In the second example above, if the second requested call type requires both slots in the 2:1 TDMA communications system, and the first call is currently occupying one of the two slots, and the second requested call type has a higher priority rating than the first requested call type, the fixed end 102 terminates the first call and grants the second call.

In the fifth example above, if the preferred slotting structure for the second requested call type is different than the existing slotting structure supporting the first requested call type, and the first requested call type can be supported by either slotting structure, the fixed end 102 dynamically changes the existing slotting structure to the preferred slotting structure of the second requested call type and grants the second call. If, however, the first requested call type cannot be supported by either slotting structure, and the second requested call type can be supported by either slotting structure, it is preferred to grant the second requested call type with the existing slotting structure as described above to accommodate both calls simultaneously in the system.

Thus, the present invention allows, for example, a two-way radio system employing a TDMA protocol to accommodate calls that require an offset slotting structure (e.g., a TDD subscriber-to-telephone interconnect call) and an aligned slotting structure (e.g., a subscriber-to-subscriber half-duplex call with reverse channel signaling). Additionally, the present invention improves the spectral efficiency of the inbound/outbound channels by dynamically changing the slotting structure during call setup and/or during a call to accommodate a mixture of call types and as many simultaneous calls as possible.

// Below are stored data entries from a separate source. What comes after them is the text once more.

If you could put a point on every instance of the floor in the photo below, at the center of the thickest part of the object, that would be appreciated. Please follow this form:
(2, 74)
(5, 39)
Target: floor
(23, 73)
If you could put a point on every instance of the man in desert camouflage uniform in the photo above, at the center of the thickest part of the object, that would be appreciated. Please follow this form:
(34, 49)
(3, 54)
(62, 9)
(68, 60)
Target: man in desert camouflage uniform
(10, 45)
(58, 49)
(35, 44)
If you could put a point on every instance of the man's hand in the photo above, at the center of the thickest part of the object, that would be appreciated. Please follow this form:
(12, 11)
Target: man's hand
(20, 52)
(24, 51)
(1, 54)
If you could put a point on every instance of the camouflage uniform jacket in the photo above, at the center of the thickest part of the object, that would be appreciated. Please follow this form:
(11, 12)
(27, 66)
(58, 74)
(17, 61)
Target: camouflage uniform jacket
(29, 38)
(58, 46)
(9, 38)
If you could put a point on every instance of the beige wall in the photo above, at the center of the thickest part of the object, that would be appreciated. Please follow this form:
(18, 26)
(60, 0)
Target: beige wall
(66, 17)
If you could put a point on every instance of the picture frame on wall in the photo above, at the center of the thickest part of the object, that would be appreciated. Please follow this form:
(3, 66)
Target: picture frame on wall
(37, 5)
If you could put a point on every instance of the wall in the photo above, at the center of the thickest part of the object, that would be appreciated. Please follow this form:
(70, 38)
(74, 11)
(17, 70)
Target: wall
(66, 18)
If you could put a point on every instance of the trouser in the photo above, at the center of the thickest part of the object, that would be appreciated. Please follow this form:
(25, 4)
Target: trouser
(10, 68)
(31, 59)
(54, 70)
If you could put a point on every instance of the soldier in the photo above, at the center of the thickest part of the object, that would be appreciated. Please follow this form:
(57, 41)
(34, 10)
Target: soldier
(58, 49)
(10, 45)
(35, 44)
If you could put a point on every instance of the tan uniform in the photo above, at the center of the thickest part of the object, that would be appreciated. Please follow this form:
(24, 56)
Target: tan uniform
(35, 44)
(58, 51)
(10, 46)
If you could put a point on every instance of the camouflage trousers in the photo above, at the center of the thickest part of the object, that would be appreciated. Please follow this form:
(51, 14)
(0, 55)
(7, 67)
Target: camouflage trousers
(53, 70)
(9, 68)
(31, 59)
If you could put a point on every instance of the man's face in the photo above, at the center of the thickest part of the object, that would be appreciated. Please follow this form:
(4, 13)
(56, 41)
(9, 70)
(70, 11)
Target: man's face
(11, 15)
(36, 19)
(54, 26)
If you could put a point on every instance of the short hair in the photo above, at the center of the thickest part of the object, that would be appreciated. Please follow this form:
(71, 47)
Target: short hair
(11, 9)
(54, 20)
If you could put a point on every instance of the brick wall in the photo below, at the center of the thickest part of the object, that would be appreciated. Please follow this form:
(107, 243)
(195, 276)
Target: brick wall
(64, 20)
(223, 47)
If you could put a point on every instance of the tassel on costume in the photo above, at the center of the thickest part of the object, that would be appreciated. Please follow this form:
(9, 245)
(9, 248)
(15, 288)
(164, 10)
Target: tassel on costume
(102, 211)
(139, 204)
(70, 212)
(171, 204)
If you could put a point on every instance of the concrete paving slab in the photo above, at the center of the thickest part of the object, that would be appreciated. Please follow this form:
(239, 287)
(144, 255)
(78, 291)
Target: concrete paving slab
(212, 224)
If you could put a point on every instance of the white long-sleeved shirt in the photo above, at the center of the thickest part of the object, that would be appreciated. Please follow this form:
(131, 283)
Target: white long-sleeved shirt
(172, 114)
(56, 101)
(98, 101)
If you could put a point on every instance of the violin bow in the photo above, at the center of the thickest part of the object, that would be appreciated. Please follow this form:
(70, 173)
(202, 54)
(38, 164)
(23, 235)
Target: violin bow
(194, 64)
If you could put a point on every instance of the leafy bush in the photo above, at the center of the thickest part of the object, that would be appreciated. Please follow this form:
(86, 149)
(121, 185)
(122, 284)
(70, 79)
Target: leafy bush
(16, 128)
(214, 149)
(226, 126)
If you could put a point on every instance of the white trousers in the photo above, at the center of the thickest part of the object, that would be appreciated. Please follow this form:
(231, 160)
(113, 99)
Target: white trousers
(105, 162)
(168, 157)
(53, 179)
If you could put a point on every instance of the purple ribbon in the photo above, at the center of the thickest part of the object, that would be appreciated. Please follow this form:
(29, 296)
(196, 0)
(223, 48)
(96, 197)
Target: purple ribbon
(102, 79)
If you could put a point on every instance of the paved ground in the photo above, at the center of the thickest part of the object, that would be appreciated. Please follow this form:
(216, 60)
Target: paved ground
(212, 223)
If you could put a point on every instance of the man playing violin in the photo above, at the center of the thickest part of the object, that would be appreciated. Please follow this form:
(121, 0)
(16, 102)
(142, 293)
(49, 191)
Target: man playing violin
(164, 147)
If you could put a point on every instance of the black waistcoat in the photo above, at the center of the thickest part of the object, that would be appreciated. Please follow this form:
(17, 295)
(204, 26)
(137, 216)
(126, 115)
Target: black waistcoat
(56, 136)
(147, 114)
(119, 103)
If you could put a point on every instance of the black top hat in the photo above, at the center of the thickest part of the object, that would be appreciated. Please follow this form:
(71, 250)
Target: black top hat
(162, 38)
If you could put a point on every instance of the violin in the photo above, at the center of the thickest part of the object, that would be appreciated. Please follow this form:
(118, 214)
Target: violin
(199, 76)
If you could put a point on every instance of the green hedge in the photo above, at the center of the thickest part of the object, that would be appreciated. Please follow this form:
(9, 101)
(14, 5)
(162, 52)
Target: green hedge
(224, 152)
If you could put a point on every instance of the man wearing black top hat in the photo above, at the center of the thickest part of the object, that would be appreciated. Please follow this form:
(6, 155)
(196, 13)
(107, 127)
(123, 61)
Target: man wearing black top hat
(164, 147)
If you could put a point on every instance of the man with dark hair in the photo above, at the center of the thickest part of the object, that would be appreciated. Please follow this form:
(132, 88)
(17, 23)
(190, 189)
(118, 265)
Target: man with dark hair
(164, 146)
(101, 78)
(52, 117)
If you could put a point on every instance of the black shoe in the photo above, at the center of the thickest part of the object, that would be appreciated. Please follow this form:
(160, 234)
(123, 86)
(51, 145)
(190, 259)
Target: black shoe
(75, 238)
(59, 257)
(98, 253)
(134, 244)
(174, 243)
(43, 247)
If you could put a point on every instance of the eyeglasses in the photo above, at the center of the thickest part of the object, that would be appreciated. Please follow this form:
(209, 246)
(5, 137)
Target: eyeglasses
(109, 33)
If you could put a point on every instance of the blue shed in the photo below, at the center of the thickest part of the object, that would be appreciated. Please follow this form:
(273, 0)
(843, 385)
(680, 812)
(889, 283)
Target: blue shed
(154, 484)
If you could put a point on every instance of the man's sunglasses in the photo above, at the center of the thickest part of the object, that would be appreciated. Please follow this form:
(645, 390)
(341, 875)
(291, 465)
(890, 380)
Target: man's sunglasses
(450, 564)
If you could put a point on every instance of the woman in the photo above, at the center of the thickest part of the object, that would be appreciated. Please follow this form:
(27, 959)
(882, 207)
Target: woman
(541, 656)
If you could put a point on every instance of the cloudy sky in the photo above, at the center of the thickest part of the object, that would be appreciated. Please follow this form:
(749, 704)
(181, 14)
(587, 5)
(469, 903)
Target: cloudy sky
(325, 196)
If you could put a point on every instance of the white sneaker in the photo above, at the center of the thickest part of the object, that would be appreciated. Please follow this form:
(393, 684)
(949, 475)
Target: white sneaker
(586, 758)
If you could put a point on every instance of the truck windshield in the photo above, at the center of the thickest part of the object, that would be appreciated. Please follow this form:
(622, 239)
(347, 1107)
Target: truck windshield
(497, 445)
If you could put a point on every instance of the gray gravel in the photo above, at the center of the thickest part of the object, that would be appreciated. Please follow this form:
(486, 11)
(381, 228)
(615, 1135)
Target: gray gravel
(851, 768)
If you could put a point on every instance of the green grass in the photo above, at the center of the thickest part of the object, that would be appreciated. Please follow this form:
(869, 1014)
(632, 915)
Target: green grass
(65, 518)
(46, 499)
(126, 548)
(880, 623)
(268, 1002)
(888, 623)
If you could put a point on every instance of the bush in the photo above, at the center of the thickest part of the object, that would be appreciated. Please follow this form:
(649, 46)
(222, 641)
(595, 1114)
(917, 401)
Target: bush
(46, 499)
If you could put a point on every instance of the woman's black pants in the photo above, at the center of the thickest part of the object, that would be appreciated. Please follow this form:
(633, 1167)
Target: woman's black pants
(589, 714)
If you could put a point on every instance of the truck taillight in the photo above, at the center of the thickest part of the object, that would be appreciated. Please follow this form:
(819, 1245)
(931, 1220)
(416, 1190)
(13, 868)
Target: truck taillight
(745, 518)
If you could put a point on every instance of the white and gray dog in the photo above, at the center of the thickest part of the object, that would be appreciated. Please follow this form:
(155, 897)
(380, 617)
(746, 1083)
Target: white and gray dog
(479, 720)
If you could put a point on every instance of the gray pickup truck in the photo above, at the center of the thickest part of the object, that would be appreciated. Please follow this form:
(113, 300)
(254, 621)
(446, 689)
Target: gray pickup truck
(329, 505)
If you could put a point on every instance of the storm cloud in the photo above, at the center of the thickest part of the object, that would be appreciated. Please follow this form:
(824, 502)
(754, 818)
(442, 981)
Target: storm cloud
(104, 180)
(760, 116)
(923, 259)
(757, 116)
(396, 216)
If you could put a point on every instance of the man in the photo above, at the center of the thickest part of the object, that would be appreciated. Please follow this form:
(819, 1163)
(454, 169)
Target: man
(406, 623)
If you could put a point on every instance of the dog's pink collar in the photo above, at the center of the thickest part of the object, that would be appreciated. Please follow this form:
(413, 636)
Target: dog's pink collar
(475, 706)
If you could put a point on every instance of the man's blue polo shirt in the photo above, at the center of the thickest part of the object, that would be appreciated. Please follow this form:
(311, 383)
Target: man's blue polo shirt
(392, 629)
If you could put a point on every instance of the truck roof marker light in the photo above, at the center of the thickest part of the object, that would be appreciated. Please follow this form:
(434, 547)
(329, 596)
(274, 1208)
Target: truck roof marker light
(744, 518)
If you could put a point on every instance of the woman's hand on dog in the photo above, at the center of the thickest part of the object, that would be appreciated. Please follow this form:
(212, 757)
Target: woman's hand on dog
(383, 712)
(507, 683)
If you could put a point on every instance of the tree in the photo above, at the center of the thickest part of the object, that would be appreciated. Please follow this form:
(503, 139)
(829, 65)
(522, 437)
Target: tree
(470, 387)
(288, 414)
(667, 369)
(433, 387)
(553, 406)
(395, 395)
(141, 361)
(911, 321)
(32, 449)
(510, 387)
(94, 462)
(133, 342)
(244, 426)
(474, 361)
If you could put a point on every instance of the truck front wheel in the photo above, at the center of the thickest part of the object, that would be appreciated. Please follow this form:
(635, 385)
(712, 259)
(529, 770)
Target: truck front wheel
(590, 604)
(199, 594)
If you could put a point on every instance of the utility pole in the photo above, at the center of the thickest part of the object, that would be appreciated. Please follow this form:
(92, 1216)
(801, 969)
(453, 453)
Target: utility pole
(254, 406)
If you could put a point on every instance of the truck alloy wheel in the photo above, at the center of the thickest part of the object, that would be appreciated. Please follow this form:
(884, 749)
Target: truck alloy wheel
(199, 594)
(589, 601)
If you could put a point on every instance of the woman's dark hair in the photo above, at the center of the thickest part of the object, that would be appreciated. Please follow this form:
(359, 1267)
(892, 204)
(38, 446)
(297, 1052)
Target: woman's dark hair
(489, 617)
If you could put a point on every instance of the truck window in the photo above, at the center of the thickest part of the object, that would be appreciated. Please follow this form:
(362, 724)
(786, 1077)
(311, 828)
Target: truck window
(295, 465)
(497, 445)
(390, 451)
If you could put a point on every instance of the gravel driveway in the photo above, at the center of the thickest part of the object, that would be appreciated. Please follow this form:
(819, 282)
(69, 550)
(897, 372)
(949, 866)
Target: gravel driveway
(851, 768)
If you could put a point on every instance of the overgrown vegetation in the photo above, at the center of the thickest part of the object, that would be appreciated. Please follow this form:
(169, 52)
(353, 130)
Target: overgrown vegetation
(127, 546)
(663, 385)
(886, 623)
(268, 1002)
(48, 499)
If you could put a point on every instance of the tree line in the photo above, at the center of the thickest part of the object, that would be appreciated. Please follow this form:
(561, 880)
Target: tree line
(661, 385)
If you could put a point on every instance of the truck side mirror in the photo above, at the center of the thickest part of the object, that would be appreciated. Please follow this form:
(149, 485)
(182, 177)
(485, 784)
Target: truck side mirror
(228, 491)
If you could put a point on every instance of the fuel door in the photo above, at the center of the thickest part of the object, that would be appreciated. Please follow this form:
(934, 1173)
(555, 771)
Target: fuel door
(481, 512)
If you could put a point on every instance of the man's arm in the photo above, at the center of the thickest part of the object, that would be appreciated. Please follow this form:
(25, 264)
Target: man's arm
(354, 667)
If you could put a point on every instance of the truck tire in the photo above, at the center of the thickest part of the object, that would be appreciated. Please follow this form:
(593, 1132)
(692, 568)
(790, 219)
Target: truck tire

While the invention has been described in conjunction with specific embodiments thereof, additional advantages and modifications will readily occur to those skilled in the art. The invention, in its broader aspects, is therefore not limited to the specific details, representative apparatus, and illustrative examples shown and described. Various alterations, modifications and variations will be apparent to those skilled in the art in light of the foregoing description. Thus, it should be understood that the invention is not limited by the foregoing description, but embraces all such alterations, modifications and variations in accordance with the spirit and scope of the appended claims.